De acordo com pesquisadores do Centro de Estudos Avançados em Economia Aplicada (Cepea), os preços internos do café seguem os movimentos das bolsas internacionais de Nova York e Londres, influenciados por oscilações ligadas à atuação especulativa de fundos. Esses agentes têm ampliado suas posições compradas, apostando em uma possível alta nas cotações com a entrada em vigor da tarifa.
Os pesquisadores destacam, no entanto, que ainda não há indícios claros de que a medida tarifária seja a única responsável por eventuais recuos nos preços domésticos. Em 2024, o Brasil respondeu por cerca de 23% das importações de café dos Estados Unidos, segundo dados da Comissão de Comércio Internacional dos EUA (USITC). A Colômbia, segundo maior fornecedor, representou 17% do volume importado, e o Vietnã, cerca de 4%.

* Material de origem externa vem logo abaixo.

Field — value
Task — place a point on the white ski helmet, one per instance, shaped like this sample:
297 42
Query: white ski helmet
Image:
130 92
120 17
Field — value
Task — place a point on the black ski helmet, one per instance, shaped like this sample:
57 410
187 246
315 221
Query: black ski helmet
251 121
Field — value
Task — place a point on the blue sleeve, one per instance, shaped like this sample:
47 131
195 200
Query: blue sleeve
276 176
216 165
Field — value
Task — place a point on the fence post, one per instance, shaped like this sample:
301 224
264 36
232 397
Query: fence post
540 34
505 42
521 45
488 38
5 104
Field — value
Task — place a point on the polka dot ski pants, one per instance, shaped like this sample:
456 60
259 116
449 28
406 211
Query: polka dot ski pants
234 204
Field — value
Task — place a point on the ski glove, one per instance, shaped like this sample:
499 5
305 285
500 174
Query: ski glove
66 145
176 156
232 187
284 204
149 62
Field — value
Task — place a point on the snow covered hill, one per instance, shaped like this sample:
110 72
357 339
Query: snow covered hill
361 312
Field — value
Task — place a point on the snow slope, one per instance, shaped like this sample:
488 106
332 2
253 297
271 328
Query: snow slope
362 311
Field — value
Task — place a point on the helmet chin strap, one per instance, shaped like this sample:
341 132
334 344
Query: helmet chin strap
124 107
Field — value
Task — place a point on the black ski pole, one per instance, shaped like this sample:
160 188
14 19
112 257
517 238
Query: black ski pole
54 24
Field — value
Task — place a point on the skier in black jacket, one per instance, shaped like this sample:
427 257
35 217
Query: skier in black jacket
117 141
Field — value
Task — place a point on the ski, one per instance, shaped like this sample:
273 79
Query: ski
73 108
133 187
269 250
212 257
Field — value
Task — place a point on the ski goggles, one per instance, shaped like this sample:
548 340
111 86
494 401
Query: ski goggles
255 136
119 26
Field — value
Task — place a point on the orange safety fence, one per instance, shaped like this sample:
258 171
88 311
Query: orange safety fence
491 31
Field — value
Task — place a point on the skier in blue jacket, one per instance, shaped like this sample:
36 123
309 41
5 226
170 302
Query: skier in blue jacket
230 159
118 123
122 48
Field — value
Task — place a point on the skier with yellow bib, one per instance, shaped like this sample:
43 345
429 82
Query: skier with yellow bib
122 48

No segmento de café arábica, em que o Brasil lidera as exportações para os EUA, a Colômbia permanece isenta da nova tarifa, mantendo vantagem competitiva. Já no mercado de robusta, o Vietnã negocia a aplicação de uma alíquota reduzida de 20%, em comparação aos 46% inicialmente propostos.
Diante da representatividade do Brasil nas compras norte-americanas, o Cepea avalia que a tarifa pode afetar não apenas a posição do país no mercado internacional, mas também impactar os preços ao consumidor dos EUA e a composição dos blends tradicionais, que utilizam grãos brasileiros como base de equilíbrio sensorial. Caso a medida se concretize, o Brasil poderá ser obrigado a redirecionar parte de sua produção para outros mercados, exigindo estratégias logísticas e comerciais para minimizar os prejuízos à cadeia produtiva.